Perciò io sono favorevole a una lunga interruzione del campionato, alle
partite a porte chiuse (e ci metterei anche le partite in televisione).
Sono favorevole, anche se lo stadio, e pure la TV, mi mancheranno
assai, ma credo che abbiamo bisogno tutti di un periodo di
disintossicazione, abbiamo bisogno di togliere l’acqua in cui nuotano i
pescicani della violenza. Almeno per un po’.
Poi: per molto tempo abbiamo snobbato lo stadio, e quando abbiamo
smesso di snobbarlo ci siamo accodati troppo spesso a un populismo di
elite che per non demonizzare finisce per acconsentire. A me sta bene
se proviamo a parlare con quegli ultras che ne abbiano ancora
disponibilità, a cercare di sapere di più e di capire meglio; ma capire
non significa sempre e necessariamente concordare.
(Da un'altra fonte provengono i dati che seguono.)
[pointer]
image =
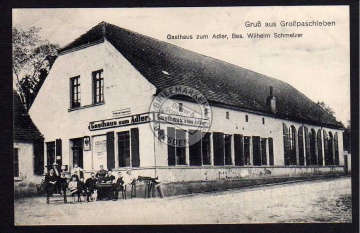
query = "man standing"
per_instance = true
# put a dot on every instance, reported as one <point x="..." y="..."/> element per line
<point x="130" y="181"/>
<point x="50" y="183"/>
<point x="90" y="185"/>
<point x="57" y="173"/>
<point x="118" y="186"/>
<point x="100" y="175"/>
<point x="64" y="184"/>
<point x="109" y="179"/>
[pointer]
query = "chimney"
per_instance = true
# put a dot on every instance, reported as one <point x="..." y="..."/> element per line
<point x="271" y="101"/>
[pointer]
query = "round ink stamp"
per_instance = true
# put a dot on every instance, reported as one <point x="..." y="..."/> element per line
<point x="181" y="116"/>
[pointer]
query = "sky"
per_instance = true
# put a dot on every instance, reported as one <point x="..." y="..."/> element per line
<point x="317" y="63"/>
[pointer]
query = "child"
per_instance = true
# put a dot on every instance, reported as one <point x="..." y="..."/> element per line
<point x="73" y="186"/>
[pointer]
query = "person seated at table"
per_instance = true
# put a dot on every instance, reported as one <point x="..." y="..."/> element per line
<point x="118" y="186"/>
<point x="82" y="187"/>
<point x="129" y="179"/>
<point x="100" y="175"/>
<point x="158" y="187"/>
<point x="77" y="169"/>
<point x="109" y="179"/>
<point x="73" y="187"/>
<point x="64" y="184"/>
<point x="90" y="185"/>
<point x="74" y="175"/>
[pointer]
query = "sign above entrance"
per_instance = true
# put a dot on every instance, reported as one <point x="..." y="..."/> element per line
<point x="121" y="112"/>
<point x="121" y="121"/>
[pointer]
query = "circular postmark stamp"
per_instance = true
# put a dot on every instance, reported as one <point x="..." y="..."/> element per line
<point x="181" y="116"/>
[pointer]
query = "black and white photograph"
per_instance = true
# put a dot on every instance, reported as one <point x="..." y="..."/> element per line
<point x="181" y="115"/>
Non rendiamo un
buon servizio neanche a loro. E poi, non possiamo identificare tutto lo
stadio con gli ultras: è un posto pieno di altra gente che troppo spesso
ne subisce l’egemonia. Abbiamo bisogno di parlare con la gente che va
allo stadio, per cercare di costruire linguaggi e pratiche diversi. Ci sono
altre modalità di aggregazione (non è detto che tifo organizzato
coincida con gli ultras. I “circoli” di tifosi ci sono sempre stati e ci sono
ancora), ci sono altri rituali possibili, altri atteggiamenti da
immaginare, da ricordare, da costruire. Dopo tutto, il calcio è uno
spettacolo divertente, un gioco e una festa.
La cosa più stupida di questi giorni l’ho letta in un’intervista
dell’incredibile presidente della Lega Calcio, l’immarcescibile
Matarrese. Prima dice “Noi siamo addolorati ma lo spettacolo deve
continuare” (come se fosse un’incrollabile legge morale e di natura –
ma chi l’ha detto?); e poi aggiunge: “I morti del sistema calcistico
purtroppo fanno parte di questo grandissimo movimento”. Cioè: lo
spettacolo deve continuare; i morti fanno parte dello spettacolo; ergo,
lo spettacolo continua con i morti dentro. Signori miei, lo spettacolo è
questo. Dicono, se fermiamo il calcio la diamo vinta agli ultras. E
invece se andiamo avanti così chi ha vinto?